My father is not fifty years anymore is not accepted? That's a proper translation..
Either "fifty" or "fifty years old" work here. I'm pretty sure "fifty years" does not. Confirmed by a native.
'anymore' as one word isn't standard English. Can we have 'any more' or 'any longer' accepted, please
But added "any more" and "any longer".
Thank you for the additions. I looked at the blog, and don't actually agree with Grammarly (whoever s/he is....!)
This time the c in the word was very distinct, I had no problem deciphering it.

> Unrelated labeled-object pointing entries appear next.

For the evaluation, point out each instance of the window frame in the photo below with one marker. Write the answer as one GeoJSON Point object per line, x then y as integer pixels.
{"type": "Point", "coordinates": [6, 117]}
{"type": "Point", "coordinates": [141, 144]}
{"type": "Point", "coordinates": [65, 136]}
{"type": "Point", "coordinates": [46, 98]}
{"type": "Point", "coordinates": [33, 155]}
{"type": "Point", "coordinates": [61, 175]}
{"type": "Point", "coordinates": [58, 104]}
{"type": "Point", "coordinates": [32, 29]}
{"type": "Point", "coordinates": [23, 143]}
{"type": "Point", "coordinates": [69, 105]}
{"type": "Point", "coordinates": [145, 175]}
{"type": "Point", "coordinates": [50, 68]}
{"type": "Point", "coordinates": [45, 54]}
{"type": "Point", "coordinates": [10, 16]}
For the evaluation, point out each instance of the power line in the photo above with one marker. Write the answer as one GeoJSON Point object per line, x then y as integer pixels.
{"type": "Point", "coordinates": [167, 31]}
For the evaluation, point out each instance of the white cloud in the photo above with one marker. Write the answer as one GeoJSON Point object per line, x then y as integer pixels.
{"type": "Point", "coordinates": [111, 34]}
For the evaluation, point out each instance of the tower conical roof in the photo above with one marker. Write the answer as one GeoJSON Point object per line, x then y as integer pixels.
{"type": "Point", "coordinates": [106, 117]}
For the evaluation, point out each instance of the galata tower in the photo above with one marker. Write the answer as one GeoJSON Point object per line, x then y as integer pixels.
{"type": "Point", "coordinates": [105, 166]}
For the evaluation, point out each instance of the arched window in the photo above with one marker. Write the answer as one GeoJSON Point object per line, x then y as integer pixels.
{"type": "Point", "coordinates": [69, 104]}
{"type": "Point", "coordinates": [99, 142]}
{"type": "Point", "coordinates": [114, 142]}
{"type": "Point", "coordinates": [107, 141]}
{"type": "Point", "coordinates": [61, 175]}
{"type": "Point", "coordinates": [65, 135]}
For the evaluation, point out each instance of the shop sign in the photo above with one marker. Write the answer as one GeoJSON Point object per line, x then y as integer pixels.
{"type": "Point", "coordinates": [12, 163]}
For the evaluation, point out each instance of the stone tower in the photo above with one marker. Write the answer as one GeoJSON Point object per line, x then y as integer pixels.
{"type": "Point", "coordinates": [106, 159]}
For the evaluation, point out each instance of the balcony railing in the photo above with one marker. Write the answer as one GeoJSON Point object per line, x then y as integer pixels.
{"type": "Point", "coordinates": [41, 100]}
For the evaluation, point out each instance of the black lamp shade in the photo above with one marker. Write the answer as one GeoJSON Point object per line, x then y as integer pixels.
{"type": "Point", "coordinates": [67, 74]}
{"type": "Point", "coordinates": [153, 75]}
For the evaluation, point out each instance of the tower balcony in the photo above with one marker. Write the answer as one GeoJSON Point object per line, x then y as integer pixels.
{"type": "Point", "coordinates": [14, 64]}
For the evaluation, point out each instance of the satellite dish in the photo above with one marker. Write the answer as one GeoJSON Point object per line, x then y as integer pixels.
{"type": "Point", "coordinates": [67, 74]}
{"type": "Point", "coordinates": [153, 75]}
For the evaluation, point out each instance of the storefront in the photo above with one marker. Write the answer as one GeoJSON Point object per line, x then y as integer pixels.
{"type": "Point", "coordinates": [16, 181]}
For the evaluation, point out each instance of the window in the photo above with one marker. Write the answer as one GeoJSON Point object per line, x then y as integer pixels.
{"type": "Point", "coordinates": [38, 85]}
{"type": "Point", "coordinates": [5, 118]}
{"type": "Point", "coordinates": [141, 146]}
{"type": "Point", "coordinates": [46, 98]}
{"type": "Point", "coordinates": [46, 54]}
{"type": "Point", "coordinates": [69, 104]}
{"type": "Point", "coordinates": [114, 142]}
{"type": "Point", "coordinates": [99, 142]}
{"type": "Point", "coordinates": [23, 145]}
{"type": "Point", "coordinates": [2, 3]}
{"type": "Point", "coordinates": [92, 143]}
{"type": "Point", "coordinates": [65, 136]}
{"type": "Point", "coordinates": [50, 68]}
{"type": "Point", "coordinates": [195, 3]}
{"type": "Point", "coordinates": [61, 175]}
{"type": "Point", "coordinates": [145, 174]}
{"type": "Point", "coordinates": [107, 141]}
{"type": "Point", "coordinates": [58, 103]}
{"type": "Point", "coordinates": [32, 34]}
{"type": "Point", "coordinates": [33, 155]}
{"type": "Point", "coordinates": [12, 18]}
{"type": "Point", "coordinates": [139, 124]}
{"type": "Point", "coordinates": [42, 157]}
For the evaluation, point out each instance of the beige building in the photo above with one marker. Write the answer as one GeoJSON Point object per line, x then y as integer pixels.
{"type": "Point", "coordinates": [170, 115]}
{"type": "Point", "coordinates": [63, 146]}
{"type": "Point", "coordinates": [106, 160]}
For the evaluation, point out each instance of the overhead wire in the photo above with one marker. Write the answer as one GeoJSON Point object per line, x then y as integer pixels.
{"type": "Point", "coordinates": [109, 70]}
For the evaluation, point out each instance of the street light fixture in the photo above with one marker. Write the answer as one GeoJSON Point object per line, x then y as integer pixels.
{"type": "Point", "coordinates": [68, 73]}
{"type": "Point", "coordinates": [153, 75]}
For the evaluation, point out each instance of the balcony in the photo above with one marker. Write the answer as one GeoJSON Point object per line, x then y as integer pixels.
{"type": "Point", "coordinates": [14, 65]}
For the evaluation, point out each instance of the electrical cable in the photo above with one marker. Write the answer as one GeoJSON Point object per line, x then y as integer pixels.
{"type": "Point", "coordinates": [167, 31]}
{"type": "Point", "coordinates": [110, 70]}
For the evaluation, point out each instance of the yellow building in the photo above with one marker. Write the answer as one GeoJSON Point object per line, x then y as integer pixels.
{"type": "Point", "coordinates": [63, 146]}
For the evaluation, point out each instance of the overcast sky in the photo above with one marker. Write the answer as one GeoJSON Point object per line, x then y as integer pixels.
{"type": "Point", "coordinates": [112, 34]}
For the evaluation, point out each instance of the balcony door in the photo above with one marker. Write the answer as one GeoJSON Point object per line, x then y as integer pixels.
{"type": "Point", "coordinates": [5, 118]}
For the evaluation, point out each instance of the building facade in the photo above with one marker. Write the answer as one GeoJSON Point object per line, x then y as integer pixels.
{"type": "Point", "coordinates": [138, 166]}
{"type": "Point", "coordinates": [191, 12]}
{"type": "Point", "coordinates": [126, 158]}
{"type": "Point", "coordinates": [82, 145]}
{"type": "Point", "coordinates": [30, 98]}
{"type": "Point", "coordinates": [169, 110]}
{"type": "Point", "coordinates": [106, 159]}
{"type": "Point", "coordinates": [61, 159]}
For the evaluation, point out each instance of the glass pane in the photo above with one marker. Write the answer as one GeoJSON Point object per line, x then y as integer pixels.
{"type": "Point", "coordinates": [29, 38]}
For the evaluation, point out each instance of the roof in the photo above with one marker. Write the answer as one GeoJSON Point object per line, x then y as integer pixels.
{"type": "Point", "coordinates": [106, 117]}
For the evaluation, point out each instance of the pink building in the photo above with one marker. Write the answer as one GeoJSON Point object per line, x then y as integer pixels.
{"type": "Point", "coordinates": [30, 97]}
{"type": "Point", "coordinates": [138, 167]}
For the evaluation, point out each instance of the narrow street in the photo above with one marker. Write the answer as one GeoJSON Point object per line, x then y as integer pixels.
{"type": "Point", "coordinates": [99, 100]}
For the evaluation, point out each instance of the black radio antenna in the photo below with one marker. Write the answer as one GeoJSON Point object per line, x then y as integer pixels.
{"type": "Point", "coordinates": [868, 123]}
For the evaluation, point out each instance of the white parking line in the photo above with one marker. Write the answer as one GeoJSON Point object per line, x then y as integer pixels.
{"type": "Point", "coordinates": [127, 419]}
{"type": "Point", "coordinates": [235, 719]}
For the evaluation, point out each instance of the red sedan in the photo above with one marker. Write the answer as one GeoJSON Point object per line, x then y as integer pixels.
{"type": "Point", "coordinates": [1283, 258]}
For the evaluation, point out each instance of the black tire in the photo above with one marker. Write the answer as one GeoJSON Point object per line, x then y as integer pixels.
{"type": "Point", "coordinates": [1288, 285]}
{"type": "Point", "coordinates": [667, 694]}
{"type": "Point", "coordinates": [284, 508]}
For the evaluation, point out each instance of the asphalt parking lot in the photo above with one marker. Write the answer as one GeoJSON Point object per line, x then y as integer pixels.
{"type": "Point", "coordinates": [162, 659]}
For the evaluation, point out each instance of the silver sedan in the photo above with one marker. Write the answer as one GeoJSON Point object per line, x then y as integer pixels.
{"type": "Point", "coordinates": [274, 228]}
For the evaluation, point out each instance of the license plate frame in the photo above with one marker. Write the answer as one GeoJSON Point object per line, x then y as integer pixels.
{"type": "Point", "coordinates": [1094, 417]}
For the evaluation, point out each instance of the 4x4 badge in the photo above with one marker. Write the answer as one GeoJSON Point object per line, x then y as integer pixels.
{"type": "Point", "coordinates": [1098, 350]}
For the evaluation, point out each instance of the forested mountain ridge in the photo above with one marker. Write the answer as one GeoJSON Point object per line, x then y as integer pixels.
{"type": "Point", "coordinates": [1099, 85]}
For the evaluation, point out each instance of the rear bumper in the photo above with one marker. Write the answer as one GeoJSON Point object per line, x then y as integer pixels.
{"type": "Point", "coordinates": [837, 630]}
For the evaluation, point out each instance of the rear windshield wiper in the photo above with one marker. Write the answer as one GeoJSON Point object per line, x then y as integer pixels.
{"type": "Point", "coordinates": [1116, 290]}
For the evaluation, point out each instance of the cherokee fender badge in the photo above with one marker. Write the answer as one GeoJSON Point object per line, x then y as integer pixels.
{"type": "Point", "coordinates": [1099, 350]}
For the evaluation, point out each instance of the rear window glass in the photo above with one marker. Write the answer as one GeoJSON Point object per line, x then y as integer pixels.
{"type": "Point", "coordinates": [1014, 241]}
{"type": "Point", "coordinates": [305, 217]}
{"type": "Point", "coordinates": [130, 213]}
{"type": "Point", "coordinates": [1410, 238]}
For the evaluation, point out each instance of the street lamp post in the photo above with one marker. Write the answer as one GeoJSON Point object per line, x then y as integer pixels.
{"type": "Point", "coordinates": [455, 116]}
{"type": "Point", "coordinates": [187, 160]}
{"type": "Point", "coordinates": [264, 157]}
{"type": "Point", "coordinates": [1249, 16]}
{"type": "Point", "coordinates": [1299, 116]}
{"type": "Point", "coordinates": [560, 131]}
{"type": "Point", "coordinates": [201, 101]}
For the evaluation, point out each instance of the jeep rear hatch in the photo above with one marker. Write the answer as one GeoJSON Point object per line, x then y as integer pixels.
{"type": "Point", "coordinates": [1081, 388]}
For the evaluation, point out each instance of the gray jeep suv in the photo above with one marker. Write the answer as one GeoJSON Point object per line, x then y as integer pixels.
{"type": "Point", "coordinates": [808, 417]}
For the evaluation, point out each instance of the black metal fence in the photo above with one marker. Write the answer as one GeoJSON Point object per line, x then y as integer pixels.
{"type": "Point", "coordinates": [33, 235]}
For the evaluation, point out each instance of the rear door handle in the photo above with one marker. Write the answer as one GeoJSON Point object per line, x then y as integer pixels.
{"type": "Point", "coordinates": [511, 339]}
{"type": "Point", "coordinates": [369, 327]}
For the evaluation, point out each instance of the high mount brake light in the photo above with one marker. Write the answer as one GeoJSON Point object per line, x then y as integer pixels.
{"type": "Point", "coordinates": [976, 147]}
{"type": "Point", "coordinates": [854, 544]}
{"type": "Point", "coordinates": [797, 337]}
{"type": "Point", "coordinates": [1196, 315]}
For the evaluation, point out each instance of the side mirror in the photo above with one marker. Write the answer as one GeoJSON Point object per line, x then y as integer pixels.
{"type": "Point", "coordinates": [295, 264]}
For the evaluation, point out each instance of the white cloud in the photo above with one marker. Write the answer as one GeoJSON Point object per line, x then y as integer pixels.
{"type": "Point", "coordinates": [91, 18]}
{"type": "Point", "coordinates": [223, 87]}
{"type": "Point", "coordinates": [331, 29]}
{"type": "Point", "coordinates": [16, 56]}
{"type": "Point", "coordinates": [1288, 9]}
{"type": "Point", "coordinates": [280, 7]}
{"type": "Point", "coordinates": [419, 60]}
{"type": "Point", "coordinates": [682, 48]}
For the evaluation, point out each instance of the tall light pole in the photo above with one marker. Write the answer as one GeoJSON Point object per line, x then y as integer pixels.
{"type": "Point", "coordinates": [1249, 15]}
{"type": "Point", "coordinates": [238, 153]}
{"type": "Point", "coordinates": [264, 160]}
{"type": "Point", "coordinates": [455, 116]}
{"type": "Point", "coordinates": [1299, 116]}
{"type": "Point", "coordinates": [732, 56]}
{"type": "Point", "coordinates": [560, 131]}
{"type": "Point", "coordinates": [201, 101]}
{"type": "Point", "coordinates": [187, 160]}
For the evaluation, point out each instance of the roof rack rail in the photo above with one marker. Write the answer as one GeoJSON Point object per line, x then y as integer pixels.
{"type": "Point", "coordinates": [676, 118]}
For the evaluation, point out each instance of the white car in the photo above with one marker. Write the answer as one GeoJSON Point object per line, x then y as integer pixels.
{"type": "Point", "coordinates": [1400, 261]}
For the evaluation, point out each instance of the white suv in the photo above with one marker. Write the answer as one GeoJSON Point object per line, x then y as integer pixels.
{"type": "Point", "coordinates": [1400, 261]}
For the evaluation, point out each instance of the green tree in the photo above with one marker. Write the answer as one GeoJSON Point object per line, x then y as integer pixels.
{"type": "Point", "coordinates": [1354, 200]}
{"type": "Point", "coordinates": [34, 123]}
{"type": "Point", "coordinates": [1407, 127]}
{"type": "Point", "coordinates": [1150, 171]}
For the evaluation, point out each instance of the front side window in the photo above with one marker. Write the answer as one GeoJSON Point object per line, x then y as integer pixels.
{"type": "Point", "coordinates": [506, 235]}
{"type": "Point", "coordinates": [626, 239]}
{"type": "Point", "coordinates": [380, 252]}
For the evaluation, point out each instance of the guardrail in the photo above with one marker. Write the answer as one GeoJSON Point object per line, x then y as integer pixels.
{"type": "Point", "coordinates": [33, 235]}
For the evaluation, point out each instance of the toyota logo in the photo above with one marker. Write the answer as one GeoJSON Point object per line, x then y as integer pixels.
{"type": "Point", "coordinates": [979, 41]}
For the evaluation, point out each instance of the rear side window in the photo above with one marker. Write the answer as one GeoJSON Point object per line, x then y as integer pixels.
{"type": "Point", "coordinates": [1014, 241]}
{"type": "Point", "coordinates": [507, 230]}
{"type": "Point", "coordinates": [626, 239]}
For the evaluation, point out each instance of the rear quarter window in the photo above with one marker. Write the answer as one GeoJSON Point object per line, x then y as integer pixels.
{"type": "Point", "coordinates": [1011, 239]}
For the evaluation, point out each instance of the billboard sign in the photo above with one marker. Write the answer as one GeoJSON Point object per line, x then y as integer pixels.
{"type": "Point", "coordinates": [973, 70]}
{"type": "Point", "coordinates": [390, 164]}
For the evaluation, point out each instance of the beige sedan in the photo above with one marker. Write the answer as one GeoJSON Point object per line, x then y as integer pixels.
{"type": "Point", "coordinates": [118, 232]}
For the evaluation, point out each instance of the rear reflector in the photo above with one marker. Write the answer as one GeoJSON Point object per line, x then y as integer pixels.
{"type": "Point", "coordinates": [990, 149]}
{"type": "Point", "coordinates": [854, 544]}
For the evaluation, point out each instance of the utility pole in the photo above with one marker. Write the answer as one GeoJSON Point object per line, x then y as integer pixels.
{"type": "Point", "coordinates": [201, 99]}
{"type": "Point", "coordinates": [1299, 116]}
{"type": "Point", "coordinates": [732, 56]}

My English tends to clash with your's, my dad isn't 50 anymore versus my my dad is no longer fifty, same meaning. This is what makes it difficult. Plus the repetition of phrases I know gets boring ai make stupid mistakes like putting fifty in for sixty. I lose the edge.
Both of your versions work (although in the second one you wrote 'my' twice, the question is if you copied it from your answer or only made this mistake when commenting).
Most of my errors are stupid in design like as you pointed out writing the same word twice, as a hunt and peck typist, I don't see what I'm typing until I'm ready to send it, forever correcting spacing and spelling. Impatience is one of my adverse properties.
Any more should be written separately. I wrote "My dad is not fifty any more" but it was not accepted.